Answer: When you’re just starting out on the career ladder the last thing you want to do is thinking about your pension. After all that’s years away and you’re unlikely to be flush with cash.
However, given that the sooner you start putting money in the bigger your pot will be, the temptation to start growing your pension as soon as possible can be a big one.
Reasons to start saving
A pension is the only investment where you’re employer is required by law to contribute. Typically this will match your own contributions, so whatever you put in your employer doubles (or more). That means if your employer offers a pension scheme that you don’t contribute to you’re effectively turning down free money.
What’s more, your pension pot should increase in value over time. A pension is invested so you can expect whatever money you put in now to grow significantly over time. So again, the sooner you start the more you should have.
Reasons to wait
Regardless of what you stand to gain from investing in a pension early though it isn’t something you should do blindly. If money is tight, or if you have outstanding debts, the cost of falling behind is likely to blow any extra pension earnings out of the water.

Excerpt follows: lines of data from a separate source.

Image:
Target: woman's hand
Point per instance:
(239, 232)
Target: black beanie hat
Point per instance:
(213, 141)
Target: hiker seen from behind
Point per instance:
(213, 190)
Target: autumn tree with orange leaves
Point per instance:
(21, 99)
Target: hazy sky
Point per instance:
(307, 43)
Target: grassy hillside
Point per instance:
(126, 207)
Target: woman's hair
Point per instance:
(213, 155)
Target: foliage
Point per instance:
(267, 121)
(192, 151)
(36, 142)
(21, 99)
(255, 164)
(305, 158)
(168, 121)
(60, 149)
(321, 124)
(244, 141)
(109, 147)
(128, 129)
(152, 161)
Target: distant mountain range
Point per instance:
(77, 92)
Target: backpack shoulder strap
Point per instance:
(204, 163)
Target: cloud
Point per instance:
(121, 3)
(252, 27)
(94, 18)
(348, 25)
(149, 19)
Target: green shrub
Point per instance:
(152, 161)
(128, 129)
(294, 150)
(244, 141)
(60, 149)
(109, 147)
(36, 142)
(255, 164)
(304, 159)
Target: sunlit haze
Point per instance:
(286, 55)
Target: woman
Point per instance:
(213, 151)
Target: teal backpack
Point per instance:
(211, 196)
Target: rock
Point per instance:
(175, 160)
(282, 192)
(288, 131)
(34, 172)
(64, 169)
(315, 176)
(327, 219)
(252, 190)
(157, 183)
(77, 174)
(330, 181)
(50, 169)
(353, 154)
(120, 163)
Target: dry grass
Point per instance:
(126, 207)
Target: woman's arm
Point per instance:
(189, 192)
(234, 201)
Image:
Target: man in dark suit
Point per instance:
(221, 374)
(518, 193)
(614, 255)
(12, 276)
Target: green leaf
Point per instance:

For instance, those paying back a student debt should not be paying into their pension. Even worse is if you are paying into your pension but find yourself drifting into your overdraft and that end of the month – and incurring charges. You would be better off saving your pension money to ensure you stay debt free.
So when do you start? Clearly the sooner the better, but it has to be when you are financially stable. A typical age to start your pension savings is around 30.